Petition richtet sich an:
Deutscher Bundestag; Bundesministerium für Arbeit und Soziales (BMAS) Ausschuss für Arbeit und Soziales Ausschuss für Digitales und Staatsmodernisierung
Wir fordern den Deutschen Bundestag auf, das Allgemeine Gleichbehandlungsgesetz (AGG) zu modernisieren.
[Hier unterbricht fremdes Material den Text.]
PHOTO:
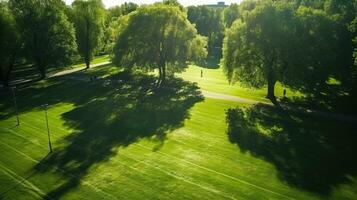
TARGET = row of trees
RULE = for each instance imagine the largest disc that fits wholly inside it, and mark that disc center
(301, 43)
(49, 33)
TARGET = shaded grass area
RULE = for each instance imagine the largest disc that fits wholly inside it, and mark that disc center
(122, 110)
(214, 80)
(23, 71)
(311, 153)
(120, 137)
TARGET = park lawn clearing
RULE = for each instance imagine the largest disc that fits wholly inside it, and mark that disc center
(214, 80)
(108, 145)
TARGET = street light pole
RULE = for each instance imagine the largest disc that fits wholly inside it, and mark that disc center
(15, 104)
(48, 129)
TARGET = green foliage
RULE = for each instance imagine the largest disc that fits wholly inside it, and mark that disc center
(230, 14)
(48, 35)
(275, 42)
(208, 23)
(9, 42)
(88, 18)
(113, 18)
(157, 36)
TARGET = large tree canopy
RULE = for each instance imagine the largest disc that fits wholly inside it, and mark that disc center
(275, 42)
(158, 37)
(208, 23)
(48, 35)
(88, 17)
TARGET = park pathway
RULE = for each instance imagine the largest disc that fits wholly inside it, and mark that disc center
(77, 69)
(238, 99)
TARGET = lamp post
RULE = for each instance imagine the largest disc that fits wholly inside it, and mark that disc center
(48, 129)
(15, 104)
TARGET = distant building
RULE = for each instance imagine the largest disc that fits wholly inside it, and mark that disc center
(220, 4)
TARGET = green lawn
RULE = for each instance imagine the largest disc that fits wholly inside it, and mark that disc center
(121, 138)
(214, 80)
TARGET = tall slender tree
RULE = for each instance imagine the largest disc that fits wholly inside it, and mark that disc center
(88, 17)
(158, 37)
(9, 43)
(274, 42)
(48, 35)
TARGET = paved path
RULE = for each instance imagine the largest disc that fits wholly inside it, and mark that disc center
(77, 69)
(214, 95)
(336, 116)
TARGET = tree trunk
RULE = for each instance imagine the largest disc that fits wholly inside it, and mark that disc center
(87, 57)
(163, 74)
(7, 74)
(41, 68)
(160, 76)
(87, 63)
(271, 87)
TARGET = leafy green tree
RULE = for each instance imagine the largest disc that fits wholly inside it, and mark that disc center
(277, 43)
(9, 43)
(112, 21)
(208, 23)
(48, 35)
(343, 12)
(158, 37)
(230, 14)
(88, 18)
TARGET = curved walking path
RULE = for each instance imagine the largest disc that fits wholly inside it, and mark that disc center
(336, 116)
(77, 69)
(238, 99)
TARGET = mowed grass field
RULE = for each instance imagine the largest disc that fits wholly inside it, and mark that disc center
(121, 138)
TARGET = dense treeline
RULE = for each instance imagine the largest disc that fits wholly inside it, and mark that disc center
(303, 44)
(50, 34)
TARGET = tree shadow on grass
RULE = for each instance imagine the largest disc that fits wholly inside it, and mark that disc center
(109, 113)
(310, 153)
(210, 63)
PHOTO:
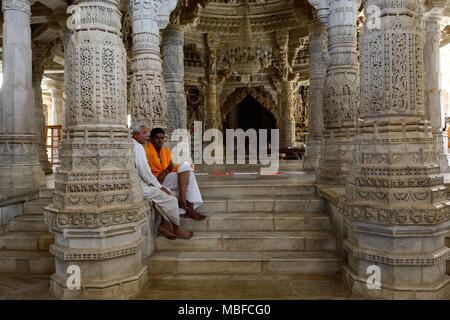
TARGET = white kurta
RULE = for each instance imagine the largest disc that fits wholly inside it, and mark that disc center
(193, 194)
(166, 205)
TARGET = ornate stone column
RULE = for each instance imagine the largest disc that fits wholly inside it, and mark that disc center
(434, 109)
(214, 78)
(286, 79)
(148, 92)
(20, 170)
(173, 71)
(42, 53)
(317, 72)
(286, 114)
(396, 213)
(211, 118)
(98, 211)
(184, 16)
(57, 91)
(341, 92)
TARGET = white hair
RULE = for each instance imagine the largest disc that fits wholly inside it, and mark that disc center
(136, 127)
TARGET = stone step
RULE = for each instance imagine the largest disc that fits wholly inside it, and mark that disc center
(263, 204)
(28, 222)
(231, 190)
(260, 221)
(244, 287)
(36, 206)
(46, 193)
(244, 262)
(251, 241)
(29, 262)
(26, 240)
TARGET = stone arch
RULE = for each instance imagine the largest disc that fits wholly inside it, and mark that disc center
(261, 95)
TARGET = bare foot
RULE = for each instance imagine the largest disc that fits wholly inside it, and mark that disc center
(183, 234)
(166, 233)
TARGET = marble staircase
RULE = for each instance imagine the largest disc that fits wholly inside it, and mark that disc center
(255, 226)
(24, 246)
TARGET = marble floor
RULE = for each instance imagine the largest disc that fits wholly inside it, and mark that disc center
(199, 287)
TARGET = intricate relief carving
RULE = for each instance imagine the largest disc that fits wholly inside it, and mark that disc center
(19, 5)
(148, 92)
(259, 94)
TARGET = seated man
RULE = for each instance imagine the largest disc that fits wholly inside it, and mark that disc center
(179, 179)
(163, 199)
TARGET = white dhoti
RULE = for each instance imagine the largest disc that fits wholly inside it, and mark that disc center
(193, 194)
(166, 205)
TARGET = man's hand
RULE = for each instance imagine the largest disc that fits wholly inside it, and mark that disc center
(161, 176)
(169, 167)
(166, 190)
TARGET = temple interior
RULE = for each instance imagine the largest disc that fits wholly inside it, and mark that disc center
(358, 93)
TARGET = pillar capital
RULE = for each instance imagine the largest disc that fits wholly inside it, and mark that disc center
(17, 5)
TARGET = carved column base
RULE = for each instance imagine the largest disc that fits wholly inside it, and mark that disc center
(17, 173)
(441, 140)
(47, 167)
(109, 258)
(336, 157)
(313, 153)
(411, 260)
(122, 288)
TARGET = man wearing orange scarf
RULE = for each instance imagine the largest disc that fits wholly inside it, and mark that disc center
(180, 179)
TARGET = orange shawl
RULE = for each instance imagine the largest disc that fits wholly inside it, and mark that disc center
(152, 157)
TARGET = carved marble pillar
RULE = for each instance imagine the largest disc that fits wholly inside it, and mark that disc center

Unternehmen sollen bei begründeten Hinweisen auf Altersdiskriminierung nachweisen müssen, dass Bewerber nicht aufgrund ihres Alters benachteiligt wurden.
Außerdem sollen Arbeitgeber offenlegen müssen, ob KI-Systeme oder automatisierte Bewerbungsfilter eingesetzt werden und wie sichergestellt wird, dass diese ältere Bewerber nicht benachteiligen.
Bewerber sollen ein Auskunftsrecht erhalten, ob automatisierte Systeme an der Ablehnung beteiligt waren.
Begründung
Ich bin selbst von den Auswirkungen möglicher Altersdiskriminierung betroffen und beobachte, dass viele qualifizierte Arbeitnehmer ab einem bestimmten Alter deutlich schlechtere Chancen auf Einladungen und Einstellungen haben.
Besonders problematisch ist der zunehmende Einsatz automatisierter Bewerbungsprozesse und KI-gestützter Vorauswahlsysteme. Bewerber erfahren meist nicht, ob ihre Bewerbung überhaupt von einem Menschen geprüft wurde oder ob automatisierte Filter eingesetzt wurden.
Während Unternehmen ihre Entscheidungen nicht begründen müssen, ist es für Betroffene nahezu unmöglich, eine Benachteiligung aufgrund des Alters nachzuweisen.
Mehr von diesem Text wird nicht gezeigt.